To construct the full-length BrYV clone, three pairs of specific primers were designed to match the assembled BrYV-lnc. Specifically, the first 2.6 kb fragment at the 5′ end of the genome was amplified using primers BrYV-1F and 1R. The middle 2 kb fragment was amplified using primers BrYV-2F and 2R, and the remaining 3′-terminal 1 kb fragment was cloned using primer pairs BrYV-3F and 3R. After purification by gel recovery (Qiagen, 28704, Hilden, Germany), the PCR products were inserted into pEASY-T plasmind and transformed into Trans1-T1 competent cells (Transgene, CT111, Beijing, China). The positive clones were then sequenced.

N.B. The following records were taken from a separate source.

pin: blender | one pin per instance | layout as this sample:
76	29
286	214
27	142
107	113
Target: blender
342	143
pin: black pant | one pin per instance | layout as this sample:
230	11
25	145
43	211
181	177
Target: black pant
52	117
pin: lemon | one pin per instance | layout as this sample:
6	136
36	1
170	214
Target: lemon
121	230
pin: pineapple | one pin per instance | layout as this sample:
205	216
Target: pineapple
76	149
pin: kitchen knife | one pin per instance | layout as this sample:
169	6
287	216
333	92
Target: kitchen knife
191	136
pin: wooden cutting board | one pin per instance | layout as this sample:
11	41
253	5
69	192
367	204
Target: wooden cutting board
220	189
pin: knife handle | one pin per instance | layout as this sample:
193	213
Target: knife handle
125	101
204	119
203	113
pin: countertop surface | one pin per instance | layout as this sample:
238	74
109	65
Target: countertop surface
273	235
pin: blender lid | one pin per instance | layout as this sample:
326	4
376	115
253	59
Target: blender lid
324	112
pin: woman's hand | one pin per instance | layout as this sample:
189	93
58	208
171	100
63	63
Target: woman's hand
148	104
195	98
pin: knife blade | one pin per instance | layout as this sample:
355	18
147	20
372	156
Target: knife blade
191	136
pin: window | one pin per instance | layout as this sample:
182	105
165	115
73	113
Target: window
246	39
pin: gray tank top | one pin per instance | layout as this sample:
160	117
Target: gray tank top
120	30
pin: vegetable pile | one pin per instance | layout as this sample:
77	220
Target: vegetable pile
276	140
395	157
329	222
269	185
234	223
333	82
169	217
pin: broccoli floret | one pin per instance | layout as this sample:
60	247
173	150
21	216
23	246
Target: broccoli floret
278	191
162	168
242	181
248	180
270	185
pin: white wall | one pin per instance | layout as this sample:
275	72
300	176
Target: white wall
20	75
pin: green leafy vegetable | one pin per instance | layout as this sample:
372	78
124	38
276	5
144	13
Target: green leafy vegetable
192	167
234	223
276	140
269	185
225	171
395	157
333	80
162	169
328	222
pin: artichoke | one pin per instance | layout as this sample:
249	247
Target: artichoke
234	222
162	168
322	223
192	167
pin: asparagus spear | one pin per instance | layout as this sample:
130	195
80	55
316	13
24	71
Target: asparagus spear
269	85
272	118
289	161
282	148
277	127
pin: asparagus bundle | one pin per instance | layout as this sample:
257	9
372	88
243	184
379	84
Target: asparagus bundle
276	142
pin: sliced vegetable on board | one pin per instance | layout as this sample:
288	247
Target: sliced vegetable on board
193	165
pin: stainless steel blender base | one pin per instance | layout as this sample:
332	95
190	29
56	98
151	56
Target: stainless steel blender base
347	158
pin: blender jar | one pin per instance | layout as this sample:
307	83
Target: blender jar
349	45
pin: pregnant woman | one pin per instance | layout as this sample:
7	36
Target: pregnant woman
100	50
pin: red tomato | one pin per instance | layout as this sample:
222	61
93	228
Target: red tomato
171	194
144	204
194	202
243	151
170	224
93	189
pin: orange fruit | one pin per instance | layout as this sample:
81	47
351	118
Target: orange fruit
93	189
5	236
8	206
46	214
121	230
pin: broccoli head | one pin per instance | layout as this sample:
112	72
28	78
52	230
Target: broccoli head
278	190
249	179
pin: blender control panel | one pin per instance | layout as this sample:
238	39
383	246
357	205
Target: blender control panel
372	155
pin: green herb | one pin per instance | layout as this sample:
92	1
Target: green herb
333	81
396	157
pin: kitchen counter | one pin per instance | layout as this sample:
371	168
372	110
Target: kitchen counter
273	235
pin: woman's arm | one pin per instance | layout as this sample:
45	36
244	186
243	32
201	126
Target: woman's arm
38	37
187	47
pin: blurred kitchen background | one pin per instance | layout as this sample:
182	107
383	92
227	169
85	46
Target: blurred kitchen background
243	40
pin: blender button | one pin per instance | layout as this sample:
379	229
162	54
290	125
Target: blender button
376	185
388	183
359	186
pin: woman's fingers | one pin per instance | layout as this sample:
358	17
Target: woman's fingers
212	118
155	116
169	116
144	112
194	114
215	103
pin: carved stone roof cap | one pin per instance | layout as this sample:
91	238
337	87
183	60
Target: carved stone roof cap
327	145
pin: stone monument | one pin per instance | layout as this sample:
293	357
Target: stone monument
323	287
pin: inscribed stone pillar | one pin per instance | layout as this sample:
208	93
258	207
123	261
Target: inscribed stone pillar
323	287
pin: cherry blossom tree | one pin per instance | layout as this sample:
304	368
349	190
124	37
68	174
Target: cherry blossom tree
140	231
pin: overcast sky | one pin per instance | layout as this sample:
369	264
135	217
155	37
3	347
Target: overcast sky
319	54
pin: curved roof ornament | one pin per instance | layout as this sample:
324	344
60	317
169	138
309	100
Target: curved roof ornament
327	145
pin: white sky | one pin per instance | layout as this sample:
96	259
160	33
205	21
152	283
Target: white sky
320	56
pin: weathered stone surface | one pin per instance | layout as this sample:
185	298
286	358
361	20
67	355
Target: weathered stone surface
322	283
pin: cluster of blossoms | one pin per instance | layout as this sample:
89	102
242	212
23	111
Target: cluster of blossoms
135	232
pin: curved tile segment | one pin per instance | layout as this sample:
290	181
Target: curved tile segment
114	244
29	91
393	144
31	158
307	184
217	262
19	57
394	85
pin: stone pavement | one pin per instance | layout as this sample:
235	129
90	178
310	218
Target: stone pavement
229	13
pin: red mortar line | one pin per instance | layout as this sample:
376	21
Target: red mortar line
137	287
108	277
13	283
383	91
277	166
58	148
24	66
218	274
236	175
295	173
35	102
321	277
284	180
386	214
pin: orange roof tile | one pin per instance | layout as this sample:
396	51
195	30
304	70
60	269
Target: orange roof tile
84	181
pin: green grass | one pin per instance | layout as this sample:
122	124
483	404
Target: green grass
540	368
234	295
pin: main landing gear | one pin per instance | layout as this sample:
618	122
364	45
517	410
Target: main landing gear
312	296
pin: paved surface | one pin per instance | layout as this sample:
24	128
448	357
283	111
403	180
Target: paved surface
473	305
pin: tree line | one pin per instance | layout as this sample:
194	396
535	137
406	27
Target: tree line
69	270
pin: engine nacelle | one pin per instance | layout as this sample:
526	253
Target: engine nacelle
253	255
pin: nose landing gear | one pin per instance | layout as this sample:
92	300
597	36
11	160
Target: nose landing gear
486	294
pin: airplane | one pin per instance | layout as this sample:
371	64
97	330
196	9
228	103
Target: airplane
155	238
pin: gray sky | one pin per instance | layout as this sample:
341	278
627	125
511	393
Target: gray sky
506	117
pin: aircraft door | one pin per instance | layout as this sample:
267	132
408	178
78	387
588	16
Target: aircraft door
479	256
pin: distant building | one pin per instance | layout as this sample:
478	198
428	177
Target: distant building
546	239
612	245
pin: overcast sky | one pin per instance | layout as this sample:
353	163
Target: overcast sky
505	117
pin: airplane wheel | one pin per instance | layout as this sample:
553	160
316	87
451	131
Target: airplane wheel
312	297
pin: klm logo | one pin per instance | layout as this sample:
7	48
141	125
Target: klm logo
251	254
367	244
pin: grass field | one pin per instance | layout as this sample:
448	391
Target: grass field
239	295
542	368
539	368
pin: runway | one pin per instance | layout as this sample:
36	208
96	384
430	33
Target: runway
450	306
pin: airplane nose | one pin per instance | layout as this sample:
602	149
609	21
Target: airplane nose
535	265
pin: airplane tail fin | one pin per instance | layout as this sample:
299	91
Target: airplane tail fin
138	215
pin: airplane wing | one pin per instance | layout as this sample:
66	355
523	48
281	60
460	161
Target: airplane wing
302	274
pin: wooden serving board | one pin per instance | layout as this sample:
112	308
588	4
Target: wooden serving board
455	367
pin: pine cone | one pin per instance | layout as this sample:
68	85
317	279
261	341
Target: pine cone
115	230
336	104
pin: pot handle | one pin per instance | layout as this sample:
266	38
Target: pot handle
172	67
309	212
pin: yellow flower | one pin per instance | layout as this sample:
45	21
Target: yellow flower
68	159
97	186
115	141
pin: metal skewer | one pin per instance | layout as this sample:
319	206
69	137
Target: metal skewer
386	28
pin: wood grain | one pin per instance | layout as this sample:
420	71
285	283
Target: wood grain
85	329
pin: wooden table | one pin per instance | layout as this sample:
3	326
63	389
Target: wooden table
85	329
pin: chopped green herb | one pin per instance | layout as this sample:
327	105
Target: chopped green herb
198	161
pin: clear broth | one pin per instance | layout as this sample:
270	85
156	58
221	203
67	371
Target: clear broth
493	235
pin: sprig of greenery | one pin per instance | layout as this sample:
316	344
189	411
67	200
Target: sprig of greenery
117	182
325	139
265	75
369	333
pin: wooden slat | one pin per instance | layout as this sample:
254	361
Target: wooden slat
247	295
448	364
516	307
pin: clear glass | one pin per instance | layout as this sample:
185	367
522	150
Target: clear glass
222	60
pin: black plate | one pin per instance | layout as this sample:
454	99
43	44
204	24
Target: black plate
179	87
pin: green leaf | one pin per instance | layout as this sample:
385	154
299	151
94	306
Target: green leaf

4.5. Leaf Image Capture, Color Quantification and Correlation Analysis
The image of the single leaf was taken with a digital camera. Segmentation of the leaf from the background was then carried out in the following steps. First, the original RGB images were converted to HSV color images and the L-color channel was used to determine a binary threshold for segmenting the leaf. Second, the threshold to distinguish the leaf from the background was determined by visual search and the threshold was used to create the mask. Finally, the mask is used to separate the leaf. Then, the segmented leaf images were used to calculate color indices from the RGB color mode. The indices were calculated as follows:
G_norm = G/(R + G + B)
VI_green = (G − R)/(G + R)
R, G and B are the mean values of the red, green and blue channels in a digital image. G_norm stands for the normalized G values, VI_green is a vegetation index often used in ecological studies. It has been reported that these two color indices are correlated with leaf green [40]. Statistical analysis was performed using the R version 4.1.0 software environment. Pearson correlation analysis was performed with the R package.
5. Conclusions
We have shown in this paper that BrYV in Jiangsu, China, causes a disease similar to that caused by TuYV in oilseed rape in Europe or elsewhere in the world. We found that the disease symptoms cause color abnormalities such as red, purple leaves or purple stem initiation on oilseed rape, resulting in severe crop damage in the field. Based on the study of genetic diversity through phylogenetic, recombinant events and pairwise distance analyses, the close relationship between BrYV and TuYV has been demonstrated. The result of our and other studies from Europe and Australia suggest that BrYV could be considered as the Asian variant of the TuYV. As TuYV is the most widespread viral pathogen and severely affects oilseed rape yields in Europe and Australia, the assessment of BrYV infection could predict a similar impact on oilseed rape yields in China. Therefore, in addition to studying virus occurrence and monitoring natural reservoirs, control of the aphid vector in oilseed rape fields is crucial. Nevertheless, resistance breeding in oilseed rape against BrYV should be a prospective and sustainable approach for yield stability of oilseed rape in China.
Supplementary Materials
The following supporting information can be downloaded at: https://www.mdpi.com/article/10.3390/plants12051008/s1, Table S1. Correlation analysis between disease incidence and leaf color value in five fields; Table S2. Full-length nucleotide sequences of 21 BrYV isolates, 55 TuYV isolates and 4 outgroup species (BWYV, BMYV, ToYV and PLRV) analyzed in this study; Table S3: Genetic distances calculated within groups of BrYV and TuYV isolates; Table S4. The primer sequences used in this study; Figure S1: Three types of plants with different symptoms after BrYV infection in the field on oilseed rape; Figure S2. The distribution of the leaf color value in five fields; Figure S3. Pairwise analysis of BrYV coding proteins; Figure S4. The RDP method plots of 7 recombinants among BrYV and TuYV isolates; Figure S5. The electrophoretogram of RT-PCR analysis against BrYV.
Author Contributions
Conceptualization, Q.P., L.L. and J.K.K.; investigation M.H., S.F., J.Z. and Y.H.; methodology, L.L. and Q.P.; software and bioinformatic analysis, W.L., C.S. and J.K.K.; validation, X.Z.; writing—original draft, L.L., Q.P. and J.K.K.; writing—review and editing was performed by J.K.K. All authors have read and agreed to the published version of the manuscript.
Funding
This work was supported by the National Natural Science Foundation of China (31960534), the Jiangsu Seed Industry Revitalization “The open competition mechanism to select the best candidates” Project (JBGS [2021]061), the TAČR-JSTD Bilateral (Czech–China) Co-Funding R&D Project (BZ2020024 and TM01000044) and the Guizhou Academy of Agricultural Sciences post-funded project of the NSFC [2021]44.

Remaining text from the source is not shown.